Yes, I'm using the president-elect's name today instead of an * because we are getting down to brass tacks now and we need to be certain about whom we are resisting.
A personal note: I am 75 years old. I have been interested in politics since I was in grammar school. I don't make a fetish of it, but I follow American politics closely, have read a variety of histories of the beginnings of our country and believe deeply in the genius of our founding fathers and, as they pointed out, the fragility of our democracy that must be carefully tended to survive.
Certainly I have disagreed with some of our past presidential administrations but never before in my three-quarters of a century have I worried about the potential destruction of our American values, beliefs and way of life.
All right. That's where I am and perhaps you too. Actually, I am alarmed for the future of my country and not incidentally, for elders and others who depend on Social Security and Medicare.
In the past couple of weeks, I have written about how we can resist the alarming changes the new president, his shocking cabinet appointments, the Republican-controlled Congress and soon, far-right-leaning Supreme Court can wreak on us.
My suggestions are good as far as they go but now I have found the bible, if you will, of political resistance for our 2017 circumstances. I first read about it at Talking Point Memo last week in a story titled Ex-Hill Staffers Put A Spin On The Tea Party Playbook In Anti-Trump Guide:
”In an online guide made public Wednesday night, a number of...onetime Hill staffers say that the best way for individuals to derail the policy agenda of Trump and House Speaker Paul Ryan (R-WI) is to organize locally and badger their own congressional representatives to vote against individual pieces of legislation.
“The guide contains tips on getting members of Congress to listen to their constituents’ voices, such as showing up in groups to town hall meetings and looking 'friendly or neutral' to ensure staffers will call on them and allow them to ask pointed questions.
“The authors also recommend flooding lawmakers’ offices with calls on specific issues and targeting weak Republican candidates ahead of local elections.

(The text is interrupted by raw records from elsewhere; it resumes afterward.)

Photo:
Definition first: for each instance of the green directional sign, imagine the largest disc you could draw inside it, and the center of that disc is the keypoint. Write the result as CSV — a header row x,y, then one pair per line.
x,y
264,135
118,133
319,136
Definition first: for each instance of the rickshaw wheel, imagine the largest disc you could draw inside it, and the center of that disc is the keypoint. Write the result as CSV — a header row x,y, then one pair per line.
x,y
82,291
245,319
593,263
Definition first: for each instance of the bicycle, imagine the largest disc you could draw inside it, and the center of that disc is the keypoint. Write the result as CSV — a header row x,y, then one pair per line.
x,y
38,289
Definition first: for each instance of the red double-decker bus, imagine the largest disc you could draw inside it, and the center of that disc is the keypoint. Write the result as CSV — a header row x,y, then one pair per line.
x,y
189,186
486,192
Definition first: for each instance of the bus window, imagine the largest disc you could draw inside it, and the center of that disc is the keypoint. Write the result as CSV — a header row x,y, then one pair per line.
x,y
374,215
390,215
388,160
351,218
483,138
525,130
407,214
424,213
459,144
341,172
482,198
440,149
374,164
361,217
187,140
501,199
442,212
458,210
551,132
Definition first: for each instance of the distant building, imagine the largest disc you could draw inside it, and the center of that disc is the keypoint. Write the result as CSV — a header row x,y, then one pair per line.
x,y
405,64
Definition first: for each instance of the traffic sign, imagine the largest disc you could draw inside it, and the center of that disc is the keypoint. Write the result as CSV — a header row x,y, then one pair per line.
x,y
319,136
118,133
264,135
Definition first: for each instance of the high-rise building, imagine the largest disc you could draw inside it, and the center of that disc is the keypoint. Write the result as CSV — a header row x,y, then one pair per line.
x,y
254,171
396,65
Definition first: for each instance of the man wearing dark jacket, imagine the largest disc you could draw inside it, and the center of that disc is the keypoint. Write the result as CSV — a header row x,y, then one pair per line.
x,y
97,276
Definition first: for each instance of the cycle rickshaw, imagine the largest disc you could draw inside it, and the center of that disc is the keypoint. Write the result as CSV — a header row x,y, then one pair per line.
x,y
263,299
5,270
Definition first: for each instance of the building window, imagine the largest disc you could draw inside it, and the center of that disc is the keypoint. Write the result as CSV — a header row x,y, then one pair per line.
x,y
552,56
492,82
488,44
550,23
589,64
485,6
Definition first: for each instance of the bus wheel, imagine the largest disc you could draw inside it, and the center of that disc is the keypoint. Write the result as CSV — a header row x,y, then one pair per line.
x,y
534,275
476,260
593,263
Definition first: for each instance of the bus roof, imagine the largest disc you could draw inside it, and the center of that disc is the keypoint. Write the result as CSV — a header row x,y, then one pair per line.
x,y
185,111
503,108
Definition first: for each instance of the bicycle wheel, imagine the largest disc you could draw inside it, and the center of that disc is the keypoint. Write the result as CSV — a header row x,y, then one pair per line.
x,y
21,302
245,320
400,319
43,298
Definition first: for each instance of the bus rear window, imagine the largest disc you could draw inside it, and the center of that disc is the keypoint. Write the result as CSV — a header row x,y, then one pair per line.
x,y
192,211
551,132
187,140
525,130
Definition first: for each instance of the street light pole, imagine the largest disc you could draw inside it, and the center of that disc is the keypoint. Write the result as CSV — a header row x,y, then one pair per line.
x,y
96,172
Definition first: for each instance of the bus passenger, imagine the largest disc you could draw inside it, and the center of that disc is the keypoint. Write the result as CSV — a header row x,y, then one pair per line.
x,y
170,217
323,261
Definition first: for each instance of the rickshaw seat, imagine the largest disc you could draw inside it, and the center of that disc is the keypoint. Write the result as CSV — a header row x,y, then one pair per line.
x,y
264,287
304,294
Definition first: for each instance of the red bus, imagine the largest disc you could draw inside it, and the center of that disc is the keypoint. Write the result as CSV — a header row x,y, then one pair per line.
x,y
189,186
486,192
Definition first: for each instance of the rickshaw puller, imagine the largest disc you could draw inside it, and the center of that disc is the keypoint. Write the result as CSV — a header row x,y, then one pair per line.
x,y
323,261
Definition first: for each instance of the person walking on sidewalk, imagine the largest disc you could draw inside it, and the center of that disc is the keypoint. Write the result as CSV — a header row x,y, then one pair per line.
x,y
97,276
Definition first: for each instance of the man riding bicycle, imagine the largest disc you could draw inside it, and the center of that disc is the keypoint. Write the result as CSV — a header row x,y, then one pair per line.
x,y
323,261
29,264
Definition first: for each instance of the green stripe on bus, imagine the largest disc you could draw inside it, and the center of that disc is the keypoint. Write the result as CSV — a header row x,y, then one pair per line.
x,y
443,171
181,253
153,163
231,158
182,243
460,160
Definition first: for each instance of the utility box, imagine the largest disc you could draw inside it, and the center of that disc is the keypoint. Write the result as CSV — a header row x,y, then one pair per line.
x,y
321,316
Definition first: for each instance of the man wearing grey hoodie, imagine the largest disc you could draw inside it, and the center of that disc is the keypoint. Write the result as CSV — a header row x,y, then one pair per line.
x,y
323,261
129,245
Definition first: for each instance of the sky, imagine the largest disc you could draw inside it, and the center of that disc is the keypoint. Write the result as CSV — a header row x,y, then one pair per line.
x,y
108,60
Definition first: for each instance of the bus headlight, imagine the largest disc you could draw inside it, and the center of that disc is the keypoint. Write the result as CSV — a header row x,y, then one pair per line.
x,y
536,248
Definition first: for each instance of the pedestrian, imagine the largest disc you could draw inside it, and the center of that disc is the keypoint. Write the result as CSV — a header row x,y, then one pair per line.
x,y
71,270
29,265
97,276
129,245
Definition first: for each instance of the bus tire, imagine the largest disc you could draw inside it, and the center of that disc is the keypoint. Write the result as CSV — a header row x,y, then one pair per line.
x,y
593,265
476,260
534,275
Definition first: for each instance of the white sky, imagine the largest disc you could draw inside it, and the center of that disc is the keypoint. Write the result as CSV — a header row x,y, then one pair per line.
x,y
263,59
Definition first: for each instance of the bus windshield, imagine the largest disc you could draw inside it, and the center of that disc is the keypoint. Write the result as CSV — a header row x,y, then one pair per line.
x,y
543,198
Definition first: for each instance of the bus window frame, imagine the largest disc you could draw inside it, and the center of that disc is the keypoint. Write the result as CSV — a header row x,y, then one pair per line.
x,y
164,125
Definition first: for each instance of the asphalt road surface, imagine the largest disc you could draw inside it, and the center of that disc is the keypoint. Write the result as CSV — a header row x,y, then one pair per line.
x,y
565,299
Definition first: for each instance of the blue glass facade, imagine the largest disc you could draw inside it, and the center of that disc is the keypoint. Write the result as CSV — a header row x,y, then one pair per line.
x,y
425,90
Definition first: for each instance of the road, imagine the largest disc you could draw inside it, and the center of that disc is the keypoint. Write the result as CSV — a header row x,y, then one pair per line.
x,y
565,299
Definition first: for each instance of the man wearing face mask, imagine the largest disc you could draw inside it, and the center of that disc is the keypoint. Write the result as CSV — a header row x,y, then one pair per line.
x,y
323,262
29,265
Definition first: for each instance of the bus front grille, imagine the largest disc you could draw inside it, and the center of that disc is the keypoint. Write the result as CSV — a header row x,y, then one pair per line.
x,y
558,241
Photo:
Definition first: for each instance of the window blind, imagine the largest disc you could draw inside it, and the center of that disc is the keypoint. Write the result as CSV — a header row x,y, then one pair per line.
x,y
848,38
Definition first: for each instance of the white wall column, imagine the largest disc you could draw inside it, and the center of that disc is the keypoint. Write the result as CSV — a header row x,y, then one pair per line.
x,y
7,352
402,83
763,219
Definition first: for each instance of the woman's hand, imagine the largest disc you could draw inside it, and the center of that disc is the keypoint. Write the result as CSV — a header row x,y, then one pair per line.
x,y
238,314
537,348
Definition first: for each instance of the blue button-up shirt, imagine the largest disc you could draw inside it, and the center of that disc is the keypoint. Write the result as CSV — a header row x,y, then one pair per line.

“The emphasis is on consistent, coordinated, grassroots action that focuses on nitty-gritty policy specifics and individual elected officials.”
As the authors note, the Tea Party was effective. It
• changed votes in Congress and defeated legislation
• it radically slowed federal policymaking
• it forced Republicans to reject compromise
• it paved the way for the Republican takeover in 2010 and, now, Trump.
We can learn a lot from the Tea Party strategy and tactics these former Congressional staffers are telling us about and after reading their Guide, I believe them.
What is hard for you and me is that like many old people, some of us cannot get out of the house as easily as we once did, may not drive anymore or readily travel distances for demonstrations.
(That's one of the reasons for the depth of my anger about the war on Medicare and Social Security. It is really nasty to target people no longer as physically capable as the ones who are intent on killing the programs we rely on and earned.)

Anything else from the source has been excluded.